A recent shooting over texting in a movie theatre has some people wondering if there are any places left that are still considered safe.
At movie theaters like the Alamo Drafthouse, they have a strict policy about not using your phone during a movie. At the most, the person could get kicked out by security, but others now have the fear of something else happening.
Madison Young and Elaine Zhang say they shouldn't have to think twice before going to see a movie.
"Just kind of shocked that anyone would do that you know, because it's so pointless...it's kind of like what is our society coming to that you would shoot someone over texting?" Zhang said.
They know it's a situation that could happen to anyone.
"It kinda makes you think about why it's legal that people can conceal weapons," Zhang said.
Causing other people to be so emotionally distraught that they avoid public places. Diana Damer is the director of the Anxiety Treatment Center of Austin.
"For other people it's a fear of being attacked by a stranger," Damer said.
She says that's a real problem that 5 to 10-percent of her clients face.

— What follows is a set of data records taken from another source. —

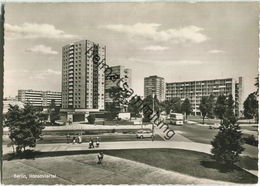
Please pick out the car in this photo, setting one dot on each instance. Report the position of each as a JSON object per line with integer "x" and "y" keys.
{"x": 144, "y": 134}
{"x": 215, "y": 126}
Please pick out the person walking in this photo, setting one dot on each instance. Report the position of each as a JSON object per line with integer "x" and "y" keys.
{"x": 74, "y": 140}
{"x": 97, "y": 142}
{"x": 100, "y": 157}
{"x": 91, "y": 143}
{"x": 68, "y": 138}
{"x": 79, "y": 139}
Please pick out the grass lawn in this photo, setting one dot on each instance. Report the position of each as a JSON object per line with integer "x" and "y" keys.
{"x": 48, "y": 139}
{"x": 83, "y": 168}
{"x": 187, "y": 162}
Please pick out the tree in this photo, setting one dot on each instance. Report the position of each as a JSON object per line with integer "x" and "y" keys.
{"x": 54, "y": 112}
{"x": 186, "y": 107}
{"x": 24, "y": 126}
{"x": 91, "y": 118}
{"x": 251, "y": 106}
{"x": 210, "y": 106}
{"x": 227, "y": 144}
{"x": 220, "y": 107}
{"x": 204, "y": 107}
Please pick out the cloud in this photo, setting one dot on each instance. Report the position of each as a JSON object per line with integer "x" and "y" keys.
{"x": 151, "y": 31}
{"x": 216, "y": 51}
{"x": 34, "y": 30}
{"x": 42, "y": 49}
{"x": 155, "y": 48}
{"x": 45, "y": 74}
{"x": 165, "y": 62}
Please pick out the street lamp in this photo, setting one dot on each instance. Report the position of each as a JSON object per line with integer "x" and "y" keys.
{"x": 152, "y": 122}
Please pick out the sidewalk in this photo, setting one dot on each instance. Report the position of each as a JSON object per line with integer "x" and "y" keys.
{"x": 119, "y": 145}
{"x": 193, "y": 146}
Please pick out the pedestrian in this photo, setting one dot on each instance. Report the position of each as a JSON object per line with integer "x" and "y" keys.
{"x": 79, "y": 139}
{"x": 100, "y": 157}
{"x": 68, "y": 138}
{"x": 74, "y": 140}
{"x": 91, "y": 143}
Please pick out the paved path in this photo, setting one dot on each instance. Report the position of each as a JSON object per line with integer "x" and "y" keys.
{"x": 120, "y": 145}
{"x": 199, "y": 147}
{"x": 83, "y": 169}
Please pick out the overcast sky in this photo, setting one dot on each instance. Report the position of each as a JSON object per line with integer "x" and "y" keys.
{"x": 177, "y": 41}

"When people have anxiety they tend to make one of two errors, they either over-estimate the likelihood of a negative event or they over-estimate the severity of the consequences of a negative event," Damer said.
She says the best thing to do is slowly confront the fear.
"The more that we try to protect ourselves and the more we try to seek out certainty and keep ourselves safe, all the things we try to do in the short run to make ourselves better end up making things worse in the long run," Damer said.
If you're in an escalated situation, when is self-defense or deadly force justifiable? FOX 7 asked a former prosecutor to explain both for us.
"You believed that you had to defend yourself by using force because you felt it was immediately necessary to protect yourself, your property or someone near you, a third person, and that was the only means to do it. When you're talking about deadly force you add a different layer, a second layer which would be...you believed that you're in fear or in jeopardy of that person causing serious bodily injury or death to you," said Mindy Montford, former prosecutor.
Under state law verbal provocation alone, such as a threat or name-calling, is not enough to justify deadly force.
We're told many cases we hear about in Texas are one's that involve a homeowner, where they exercise their right to defend themselves, their home or property.